Herr Buse und das Blinklicht

Am Montag kam ich nach Hause und mein im Festnetztelefon integrierter Anrufbeantworter blinkte ganz aufgeregt. Ich drückte auf Wiedergabe und traute meinen Ohren nicht: „Speicher voll! Sechsundzwanzig neue Nachrichten. Nachricht eins: Heute, elf Uhr einunddreißig.“

Es folgte eine Minute lang: „Piep. Piep. Piep. Piep. Piep. Piep.“

„Nachricht zwei: Heute, elf Uhr sechsunddreißig. Piep. Piep. Piep. Piep. Piep.“

Am coolsten ist, dass man die Nachrichten nicht löschen kann, bis man
nicht wenigstens fünf Sekunden von ihnen gehört hat. Sechsundzwanzig mal Gepiepe. Jeweils zehn Mal im Abstand von jeweils 5 Minuten, dann zwei Stunden Pause, dann wieder zehn mal fünf … und irgendwann war der Speicher voll.

In der Nacht zu Dienstag gegen halb vier ging das wieder los. Ich hatte das Telefon zwar lautlos gestellt, aber irgendwie war ich wohl gerade nicht im Tiefschlaf, so dass ich davon wach wurde, dass das Telefon im dunklen Zimmer zu leuchten begann. Wieder diese Nummer aus Bonn. Ich machte mir den Spaß, das Gespräch auf das Faxgerät umzuleiten.
Aber irgendwie schien das gegenüber kein Faxgerät zu sein, sondern irgendein anderes Datengerät, was versuchte, sich zu synchronisieren.

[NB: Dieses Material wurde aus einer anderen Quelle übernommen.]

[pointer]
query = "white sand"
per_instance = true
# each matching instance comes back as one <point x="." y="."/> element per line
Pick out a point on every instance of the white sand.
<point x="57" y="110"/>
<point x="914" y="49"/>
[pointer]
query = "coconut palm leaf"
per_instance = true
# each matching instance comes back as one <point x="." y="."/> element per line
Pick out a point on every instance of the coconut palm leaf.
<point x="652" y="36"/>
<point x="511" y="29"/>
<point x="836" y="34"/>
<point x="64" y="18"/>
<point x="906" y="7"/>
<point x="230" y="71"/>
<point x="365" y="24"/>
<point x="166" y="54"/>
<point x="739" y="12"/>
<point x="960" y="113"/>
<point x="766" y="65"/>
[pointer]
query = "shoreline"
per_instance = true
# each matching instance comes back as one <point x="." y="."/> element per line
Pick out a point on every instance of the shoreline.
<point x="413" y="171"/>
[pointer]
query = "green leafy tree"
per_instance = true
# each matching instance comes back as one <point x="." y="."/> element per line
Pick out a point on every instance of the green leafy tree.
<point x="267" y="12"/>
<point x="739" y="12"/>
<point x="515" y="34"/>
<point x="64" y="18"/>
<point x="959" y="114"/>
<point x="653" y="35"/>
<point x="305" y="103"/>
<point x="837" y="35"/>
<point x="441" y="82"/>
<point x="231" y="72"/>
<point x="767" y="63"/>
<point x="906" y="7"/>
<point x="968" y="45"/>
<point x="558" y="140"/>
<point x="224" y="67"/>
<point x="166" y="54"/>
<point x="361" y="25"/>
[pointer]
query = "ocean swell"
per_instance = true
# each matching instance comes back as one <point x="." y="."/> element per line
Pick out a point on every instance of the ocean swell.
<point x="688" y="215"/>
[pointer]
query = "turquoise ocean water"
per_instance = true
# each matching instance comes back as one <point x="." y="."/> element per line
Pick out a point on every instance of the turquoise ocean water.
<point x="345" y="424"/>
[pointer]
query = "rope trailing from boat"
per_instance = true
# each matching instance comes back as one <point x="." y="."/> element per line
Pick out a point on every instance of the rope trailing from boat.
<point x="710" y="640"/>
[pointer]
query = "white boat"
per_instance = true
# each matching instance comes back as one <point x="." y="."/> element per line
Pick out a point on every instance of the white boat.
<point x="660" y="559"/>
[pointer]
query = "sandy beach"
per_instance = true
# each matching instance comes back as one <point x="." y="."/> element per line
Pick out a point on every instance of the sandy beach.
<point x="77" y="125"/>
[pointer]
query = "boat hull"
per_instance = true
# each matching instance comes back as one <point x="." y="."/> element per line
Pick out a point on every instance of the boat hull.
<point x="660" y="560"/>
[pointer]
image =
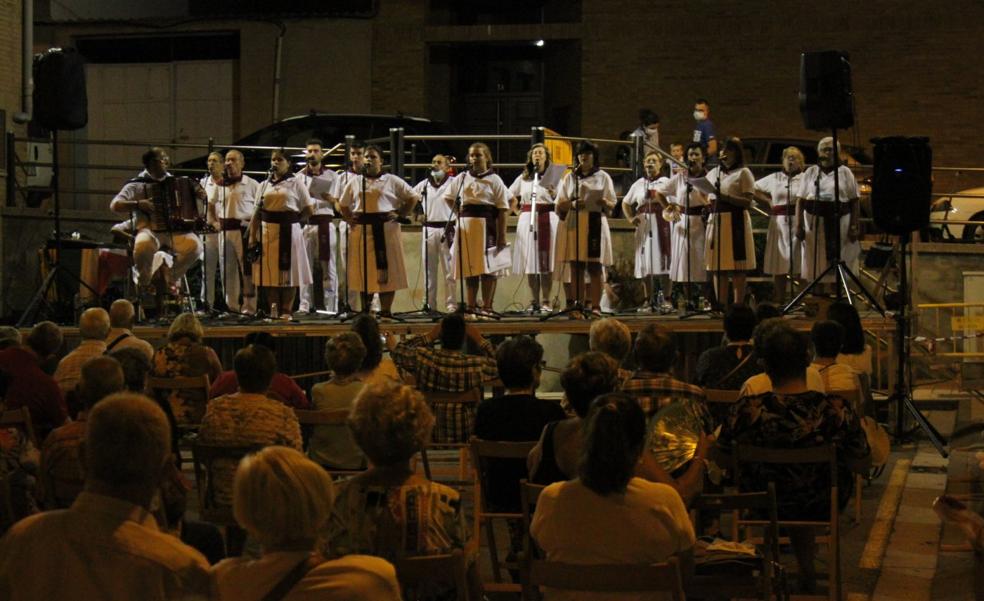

Nachdem sich das Spielchen noch mehrmals wiederholte, gab ich gestern
die angezeigte Telefonnummer in einer Suchmaschine ein und fand heraus,
dass der Anschluss eine Nebenstelle eines großen in Bonn ansässigen Unternehmens war. Also rief ich dort die Zentrale an und ließ mich mit der Abteilung verbinden, die dieser nervenden Nebenstelle zugeordnet war. Und da nahm die Posse endgültig ihren Lauf.

Die Mitarbeiterin, die an das Telefon ging, brauchte einige Zeit, um zu verstehen, was ich überhaupt von ihr wollte. Die Nebenstellennummer sagte ihr gar nichts. Irgendwann rief sie ihre Kollegin dazu: „Gerda, kannst du mal kommen, da ist eine Frau, die hat Ärger mit ihrem Telefon,
weil wir sie ständig anrufen. Da soll bei uns was falsch programmiert sein.“

Gerda erklärte ich das dann auch noch einmal. Sie meinte, dass das aus ihrer Abteilung keiner mache, das käme woanders aus dem Unternehmen.
Es gibt dafür extra einen Techniker, Herrn Buse. Ob ich dem mal eine Mail schreiben könnte, am besten wann das ist und welche Nummer da angezeigt wird und ob da gestöhnt wird oder nur gepiept.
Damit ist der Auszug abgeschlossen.